You are viewing a plain text version of this content. The canonical link for it is here.
Posted to issues@spark.apache.org by "Yanzhe Xu (Jira)" <ji...@apache.org> on 2022/06/13 03:32:00 UTC

[jira] [Updated] (SPARK-39454) failed to convert LogicalPlan to SparkPlan when subquery exists after "IN" predicate

     [ https://issues.apache.org/jira/browse/SPARK-39454?page=com.atlassian.jira.plugin.system.issuetabpanels:all-tabpanel ]

Yanzhe Xu updated SPARK-39454:
------------------------------
    Description: 
When running a query with Iceberg:


{code:java}
spark.sql("drop table if exists catalog_returns")
spark.sql("drop table if exists catalog_sales")
spark.sql("drop table if exists date_dim")
 
spark.read.parquet("catalog_returns_repro").createOrReplaceTempView("temp_catalog_returns")
spark.read.parquet("catalog_sales_repro").createOrReplaceTempView("temp_catalog_sales")
spark.read.parquet("date_dim_repro").createOrReplaceTempView("temp_date_dim")
 
spark.sql("create table if not exists catalog_returns using iceberg partitioned by (cr_returned_date_sk) tblproperties('write.parquet.compression-codec' = 'snappy') as select * from temp_catalog_returns")
spark.sql("create table if not exists catalog_sales using iceberg partitioned by (cs_sold_date_sk) tblproperties('write.parquet.compression-codec' = 'snappy') as select * from temp_catalog_sales")
spark.sql("create table if not exists date_dim using iceberg tblproperties('write.parquet.compression-codec' = 'snappy') as select * from temp_date_dim")
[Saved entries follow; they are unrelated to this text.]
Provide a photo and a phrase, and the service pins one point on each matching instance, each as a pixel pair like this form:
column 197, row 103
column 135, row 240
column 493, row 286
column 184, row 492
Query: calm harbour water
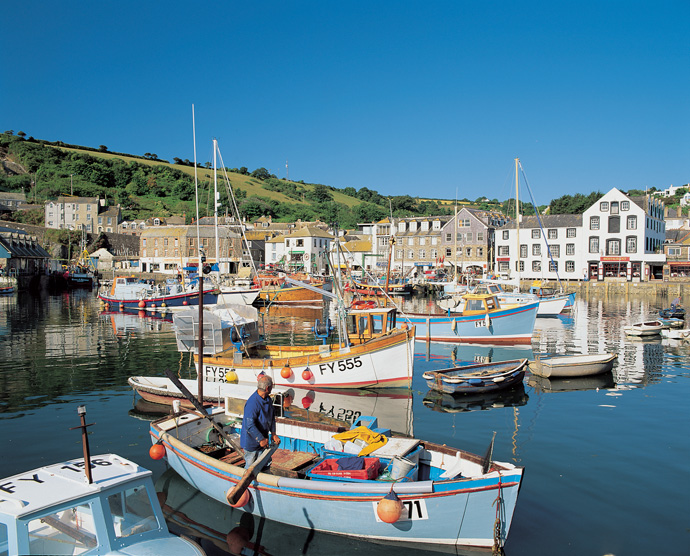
column 606, row 458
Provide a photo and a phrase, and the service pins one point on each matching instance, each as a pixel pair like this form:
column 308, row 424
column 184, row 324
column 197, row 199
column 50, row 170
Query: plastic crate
column 329, row 468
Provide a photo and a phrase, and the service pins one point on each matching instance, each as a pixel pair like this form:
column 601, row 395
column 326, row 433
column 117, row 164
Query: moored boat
column 103, row 504
column 372, row 353
column 649, row 328
column 481, row 320
column 484, row 377
column 131, row 293
column 573, row 365
column 441, row 495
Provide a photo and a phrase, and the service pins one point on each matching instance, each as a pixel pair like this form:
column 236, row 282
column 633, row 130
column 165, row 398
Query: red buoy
column 389, row 509
column 243, row 501
column 157, row 451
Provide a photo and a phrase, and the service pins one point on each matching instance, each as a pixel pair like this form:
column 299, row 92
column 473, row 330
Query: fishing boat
column 372, row 352
column 573, row 365
column 102, row 504
column 475, row 379
column 549, row 306
column 408, row 490
column 132, row 293
column 481, row 320
column 392, row 407
column 649, row 328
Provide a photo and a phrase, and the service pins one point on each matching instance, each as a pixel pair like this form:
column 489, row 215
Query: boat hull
column 384, row 362
column 171, row 301
column 505, row 326
column 574, row 366
column 456, row 512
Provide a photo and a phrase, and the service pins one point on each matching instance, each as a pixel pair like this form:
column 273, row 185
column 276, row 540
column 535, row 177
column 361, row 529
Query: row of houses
column 617, row 237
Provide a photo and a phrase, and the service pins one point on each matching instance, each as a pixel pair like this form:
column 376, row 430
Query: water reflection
column 448, row 403
column 220, row 529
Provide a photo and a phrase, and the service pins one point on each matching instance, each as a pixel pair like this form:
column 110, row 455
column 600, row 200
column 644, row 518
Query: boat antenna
column 81, row 410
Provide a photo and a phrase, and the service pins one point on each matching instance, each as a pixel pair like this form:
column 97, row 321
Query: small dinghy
column 573, row 365
column 484, row 377
column 650, row 328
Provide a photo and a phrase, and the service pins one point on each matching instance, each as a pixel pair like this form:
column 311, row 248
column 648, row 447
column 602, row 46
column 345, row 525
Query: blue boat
column 416, row 492
column 128, row 292
column 481, row 321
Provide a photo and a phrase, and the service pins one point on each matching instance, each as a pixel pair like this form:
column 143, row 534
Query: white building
column 305, row 250
column 617, row 237
column 625, row 236
column 551, row 247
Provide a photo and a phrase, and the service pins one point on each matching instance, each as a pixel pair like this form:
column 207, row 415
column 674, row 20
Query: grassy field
column 249, row 184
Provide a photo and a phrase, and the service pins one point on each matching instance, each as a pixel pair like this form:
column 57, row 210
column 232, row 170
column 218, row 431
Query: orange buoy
column 389, row 509
column 244, row 500
column 157, row 451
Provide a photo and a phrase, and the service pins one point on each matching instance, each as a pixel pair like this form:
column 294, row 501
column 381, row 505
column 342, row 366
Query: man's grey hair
column 264, row 382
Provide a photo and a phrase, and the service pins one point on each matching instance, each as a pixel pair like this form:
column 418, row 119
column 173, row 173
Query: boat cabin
column 371, row 322
column 54, row 510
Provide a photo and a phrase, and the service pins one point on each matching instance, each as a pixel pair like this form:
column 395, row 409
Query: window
column 132, row 512
column 614, row 224
column 613, row 247
column 594, row 244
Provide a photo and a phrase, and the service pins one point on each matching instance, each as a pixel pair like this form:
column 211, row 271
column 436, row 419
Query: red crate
column 329, row 468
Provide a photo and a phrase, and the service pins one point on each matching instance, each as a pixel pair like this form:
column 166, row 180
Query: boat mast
column 215, row 202
column 200, row 273
column 517, row 222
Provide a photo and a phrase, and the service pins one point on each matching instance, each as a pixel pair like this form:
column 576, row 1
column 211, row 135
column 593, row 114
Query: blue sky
column 417, row 98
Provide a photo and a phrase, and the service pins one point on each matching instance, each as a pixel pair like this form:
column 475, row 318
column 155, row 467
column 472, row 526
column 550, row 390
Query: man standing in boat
column 259, row 422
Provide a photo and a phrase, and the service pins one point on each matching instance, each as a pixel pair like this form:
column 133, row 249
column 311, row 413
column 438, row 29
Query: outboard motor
column 238, row 336
column 322, row 329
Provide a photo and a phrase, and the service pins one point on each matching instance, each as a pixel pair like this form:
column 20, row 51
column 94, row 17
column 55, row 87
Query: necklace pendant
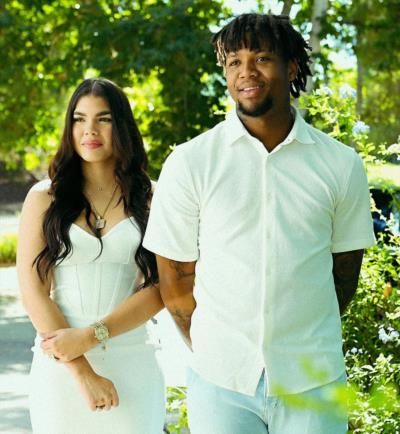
column 100, row 223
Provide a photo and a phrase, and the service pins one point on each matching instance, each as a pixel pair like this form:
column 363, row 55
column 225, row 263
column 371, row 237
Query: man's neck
column 271, row 128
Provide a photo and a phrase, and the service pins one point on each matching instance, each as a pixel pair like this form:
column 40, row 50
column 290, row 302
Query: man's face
column 258, row 80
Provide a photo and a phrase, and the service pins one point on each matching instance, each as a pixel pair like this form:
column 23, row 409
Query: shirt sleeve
column 172, row 229
column 352, row 224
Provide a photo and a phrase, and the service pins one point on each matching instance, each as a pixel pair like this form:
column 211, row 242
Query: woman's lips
column 92, row 144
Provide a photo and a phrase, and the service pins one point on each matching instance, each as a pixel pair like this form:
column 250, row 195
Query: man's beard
column 259, row 110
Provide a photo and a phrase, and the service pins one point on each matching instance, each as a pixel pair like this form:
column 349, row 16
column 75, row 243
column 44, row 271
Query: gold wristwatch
column 100, row 333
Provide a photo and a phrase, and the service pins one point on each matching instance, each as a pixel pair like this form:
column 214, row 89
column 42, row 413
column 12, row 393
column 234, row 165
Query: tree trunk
column 360, row 83
column 287, row 6
column 319, row 10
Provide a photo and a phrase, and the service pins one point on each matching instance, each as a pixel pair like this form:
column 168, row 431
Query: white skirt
column 57, row 406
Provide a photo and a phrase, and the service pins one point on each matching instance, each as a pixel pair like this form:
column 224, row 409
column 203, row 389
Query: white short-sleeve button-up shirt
column 262, row 228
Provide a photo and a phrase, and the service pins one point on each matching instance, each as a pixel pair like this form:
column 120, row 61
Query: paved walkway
column 17, row 334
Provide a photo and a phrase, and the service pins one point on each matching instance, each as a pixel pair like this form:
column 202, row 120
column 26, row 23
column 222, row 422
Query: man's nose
column 248, row 69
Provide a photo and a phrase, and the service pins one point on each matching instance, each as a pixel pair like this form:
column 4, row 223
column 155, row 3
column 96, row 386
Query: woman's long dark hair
column 65, row 172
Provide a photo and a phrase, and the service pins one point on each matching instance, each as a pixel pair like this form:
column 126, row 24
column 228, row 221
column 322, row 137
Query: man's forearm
column 182, row 315
column 176, row 289
column 346, row 270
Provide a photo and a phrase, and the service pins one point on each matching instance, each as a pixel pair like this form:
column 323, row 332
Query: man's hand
column 346, row 270
column 176, row 288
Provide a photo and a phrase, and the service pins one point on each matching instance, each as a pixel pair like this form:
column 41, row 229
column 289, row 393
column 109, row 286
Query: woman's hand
column 99, row 392
column 68, row 344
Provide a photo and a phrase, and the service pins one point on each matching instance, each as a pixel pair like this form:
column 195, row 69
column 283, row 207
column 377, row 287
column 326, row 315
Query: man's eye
column 233, row 63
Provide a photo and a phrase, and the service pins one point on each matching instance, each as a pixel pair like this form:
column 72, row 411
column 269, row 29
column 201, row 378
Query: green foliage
column 176, row 406
column 48, row 47
column 8, row 249
column 372, row 323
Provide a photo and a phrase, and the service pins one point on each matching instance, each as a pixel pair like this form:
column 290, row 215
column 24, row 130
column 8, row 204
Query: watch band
column 101, row 333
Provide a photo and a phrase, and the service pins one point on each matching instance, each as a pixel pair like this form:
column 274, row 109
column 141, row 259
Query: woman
column 81, row 264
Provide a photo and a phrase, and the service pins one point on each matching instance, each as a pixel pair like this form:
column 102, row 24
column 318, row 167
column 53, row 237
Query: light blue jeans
column 214, row 410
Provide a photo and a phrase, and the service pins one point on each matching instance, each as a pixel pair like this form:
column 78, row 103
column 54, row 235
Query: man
column 259, row 227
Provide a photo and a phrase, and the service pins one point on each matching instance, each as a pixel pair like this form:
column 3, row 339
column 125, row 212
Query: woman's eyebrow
column 102, row 113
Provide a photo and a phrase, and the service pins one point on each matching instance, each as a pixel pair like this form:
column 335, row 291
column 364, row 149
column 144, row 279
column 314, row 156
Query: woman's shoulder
column 41, row 186
column 38, row 197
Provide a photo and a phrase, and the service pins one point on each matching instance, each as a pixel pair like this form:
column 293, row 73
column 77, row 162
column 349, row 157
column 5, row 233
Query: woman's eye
column 263, row 59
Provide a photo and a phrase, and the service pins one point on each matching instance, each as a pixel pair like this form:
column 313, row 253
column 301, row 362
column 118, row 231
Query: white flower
column 324, row 90
column 360, row 127
column 383, row 336
column 390, row 335
column 394, row 149
column 346, row 91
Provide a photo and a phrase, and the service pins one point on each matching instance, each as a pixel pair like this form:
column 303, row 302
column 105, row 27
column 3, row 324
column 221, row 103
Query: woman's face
column 92, row 129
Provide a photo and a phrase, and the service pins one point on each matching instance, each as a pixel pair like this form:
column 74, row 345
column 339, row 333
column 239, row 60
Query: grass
column 8, row 249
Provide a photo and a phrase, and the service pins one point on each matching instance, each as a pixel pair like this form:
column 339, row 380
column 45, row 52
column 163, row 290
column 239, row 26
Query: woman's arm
column 70, row 343
column 43, row 312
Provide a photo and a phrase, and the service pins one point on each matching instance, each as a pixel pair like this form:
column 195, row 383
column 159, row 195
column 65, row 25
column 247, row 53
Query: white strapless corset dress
column 87, row 287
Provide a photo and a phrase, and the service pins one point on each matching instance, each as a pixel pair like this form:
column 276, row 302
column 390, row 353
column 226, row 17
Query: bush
column 8, row 249
column 371, row 325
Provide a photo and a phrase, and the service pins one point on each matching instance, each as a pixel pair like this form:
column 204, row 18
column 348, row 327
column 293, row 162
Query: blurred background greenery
column 159, row 52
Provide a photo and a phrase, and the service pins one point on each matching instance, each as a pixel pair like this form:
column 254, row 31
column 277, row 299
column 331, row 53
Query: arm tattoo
column 179, row 269
column 183, row 320
column 346, row 270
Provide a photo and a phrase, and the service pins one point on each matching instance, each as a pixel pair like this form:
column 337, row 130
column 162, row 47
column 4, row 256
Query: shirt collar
column 299, row 131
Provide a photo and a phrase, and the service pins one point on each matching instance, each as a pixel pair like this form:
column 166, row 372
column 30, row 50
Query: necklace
column 101, row 222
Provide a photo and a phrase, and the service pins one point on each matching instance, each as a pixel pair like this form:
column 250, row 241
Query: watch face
column 101, row 332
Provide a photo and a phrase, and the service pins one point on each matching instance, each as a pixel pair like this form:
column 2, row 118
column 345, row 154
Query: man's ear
column 293, row 68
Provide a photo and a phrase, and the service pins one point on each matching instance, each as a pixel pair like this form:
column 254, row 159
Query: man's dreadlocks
column 256, row 32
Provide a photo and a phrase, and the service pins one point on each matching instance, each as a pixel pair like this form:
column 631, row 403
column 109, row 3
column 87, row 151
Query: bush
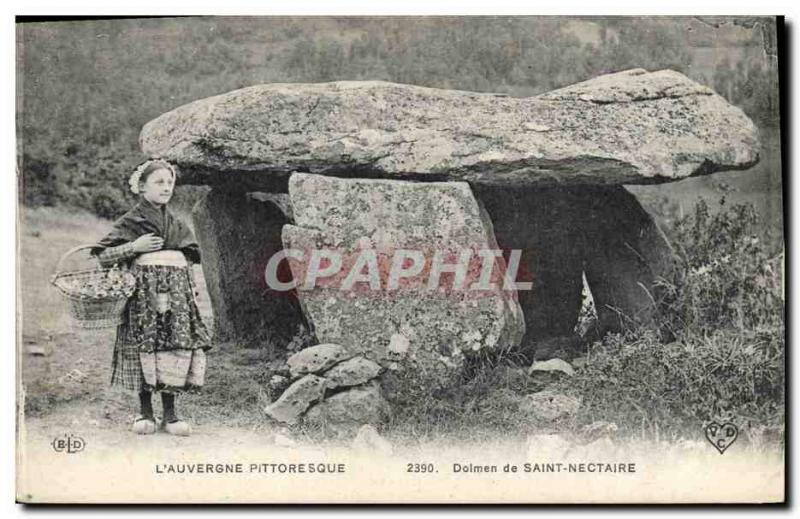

spark.sql("delete from catalog_returns where cr_order_number in (select cs_order_number from catalog_sales, date_dim where cs_sold_date_sk=d_date_sk and d_date between '2000-05-20' and '2000-05-21');").explain(True) {code}
Spark gives the following error:
{code:java}
{{ java.lang.ClassCastException: org.apache.spark.sql.catalyst.plans.logical.Project cannot be cast to org.apache.spark.sql.execution.SparkPlan
at scala.collection.immutable.List.map(List.scala:293)
at org.apache.spark.sql.execution.SparkPlanInfo$.fromSparkPlan(SparkPlanInfo.scala:75)
at org.apache.spark.sql.execution.SparkPlanInfo$.$anonfun$fromSparkPlan$3(SparkPlanInfo.scala:75)
at scala.collection.TraversableLike.$anonfun$map$1(TraversableLike.scala:286)
at scala.collection.Iterator.foreach(Iterator.scala:943)
at scala.collection.Iterator.foreach$(Iterator.scala:943)
at scala.collection.AbstractIterator.foreach(Iterator.scala:1431)
at scala.collection.IterableLike.foreach(IterableLike.scala:74)}} {code}
 

This error occurs on Spark 3.2.1, but not on Spark 3.1.2.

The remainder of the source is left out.